Once you’ve selected your variables, the results are plotted on a black-and-white overhead map, with the white, red, yellow, and green ripples fanning outward to represent the projected burn, heat, concussion, and contamination, respectively. There’s a death and injury toll calculation. It’s all very clinical, scientific, and yet utterly horrific.

The release coincided with President Trump’s announcement of his plans to meet with the often volatile, nuclear-capable North Korean leader Kim Jung-un. As tension around the visit built, so did visits to the site. In the first week it went live, Bomb Blast had 1.2 million visits from 207 countries. Since then, the site has averaged 40,000 users per month, with 3 million total page views. It all marks a larger shift for the foundation, which had virtually no previous web presence but has gone from making grants to also driving conversation.
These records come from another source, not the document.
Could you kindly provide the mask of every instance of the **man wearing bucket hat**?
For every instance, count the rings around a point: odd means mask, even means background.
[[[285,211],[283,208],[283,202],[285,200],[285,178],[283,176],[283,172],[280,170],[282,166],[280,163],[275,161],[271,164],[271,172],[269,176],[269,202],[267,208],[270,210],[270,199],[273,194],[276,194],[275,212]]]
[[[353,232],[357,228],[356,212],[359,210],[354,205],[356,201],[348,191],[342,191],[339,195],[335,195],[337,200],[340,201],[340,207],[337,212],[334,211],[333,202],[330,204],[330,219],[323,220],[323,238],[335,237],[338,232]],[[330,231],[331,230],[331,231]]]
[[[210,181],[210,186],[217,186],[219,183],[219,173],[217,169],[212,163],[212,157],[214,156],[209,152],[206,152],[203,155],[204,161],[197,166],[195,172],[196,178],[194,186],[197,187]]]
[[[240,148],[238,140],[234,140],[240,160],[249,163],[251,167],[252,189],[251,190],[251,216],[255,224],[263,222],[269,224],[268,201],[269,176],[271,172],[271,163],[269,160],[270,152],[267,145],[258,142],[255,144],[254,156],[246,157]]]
Here’s a bit more about how it works: There are four warhead options, whose specs range from the 15 kiloton Little Boy that the U.S. dropped on Hiroshima, to the 50,000 kiloton Tsar Bomba once tested by the USSR. In the middle, there’s the U.S.’s 300 Kiloton W-87 and North Korea’s 240 kiloton H-Bomb.

[Image: Bluecadet]
Now, for argument’s sake, let’s say someone dropped a North Korean H-Bomb in the center of a New York. According to Bomb Blast, an initial surface hit vaporizes midtown, sends hurricane level winds through Central Park, and then incinerates nearly everything within 40 miles, even crossing the river to destroy Long Island. All that’s before the 5-mile radius of radiation settles in to create an uninhabitable dead zone. The final death toll: roughly 905,200 people, with about 828,500 additional injuries.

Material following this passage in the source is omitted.